I have only just started working in the field and the qualification I completed in preparation for my role was designed by Higher Education England in 2021. It was built around trauma-informed principles, I know no different. In addition to this, I completed my placement in a drug and alcohol service. Call me biased, (all of my professional experience comes from this specific type of agency) but I believe that community drug and alcohol services are somewhat ahead of the game of other health and care organisations in following TIP.

This isn’t necessarily because they are better versed in academic research on trauma, have better qualified practitioners or an excellent package of mandatory training. In fact, the concept of TIP has only just started being explored by ORB’s leadership at the start of 2024. We are in the early phases of collating data, brainstorming ideas, reviewing resources and developing staff training. But in my experience, we already have a strong foundation in place – an organisational culture of non-judgemental, non-stigmatising and equality-seeking attitudes towards our clients, which guide our practice and behaviours. And even though most of my colleagues may not be able to recite the six principles of TIP, or provide a textbook definition of trauma, they are excellent at being understanding, patient, compassionate, flexible and passionate about advocating on behalf of those who struggle to find their own voice.

They are able to see through the so-called challenging or anti-social behaviours and see someone who is struggling and needs help. They know how to listen without jumping to conclusions. In fact, their biggest shortcoming is probably the tendency to offer too much support to someone who may not yet be ready to receive it – because they see their struggle and really want to help, but don’t always know when and how. This important skill of recognising their own professional boundaries and knowing what to do about trauma when they see it, should probably be the focus of whatever TIP training is offered to them in the future. Because this well-intentioned behaviour comes with the risk of re-traumatising clients as well as staff burnout.

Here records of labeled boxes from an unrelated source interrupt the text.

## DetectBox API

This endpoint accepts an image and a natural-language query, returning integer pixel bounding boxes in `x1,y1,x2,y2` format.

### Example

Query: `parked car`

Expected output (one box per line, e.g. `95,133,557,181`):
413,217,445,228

So how come drug and alcohol services already have such a strong foundation which, in my opinion, puts them ahead of the game in terms of working within the guidelines of TIP? I cannot answer this question for certain, but I do wonder whether this is partly due to the fact that recruitment of staff in drug and alcohol services seems to prioritise lived experience over academic background. Meaning, many of my colleagues have some level of personal experience of problematic substance use and what often comes with it: adversity and trauma. They’ve once been or cared for a person who struggles. They intuitively know what it feels like, what it looks like, what helps and what doesn’t. And quite often, they come to work in a drug and alcohol service not because it offers great financial gain or excellent career opportunities, but out of a strong desire to give back what was once offered to them. This level of empathy and compassion for another human being who is struggling is the critical foundation upon which any trauma-informed practices must be built.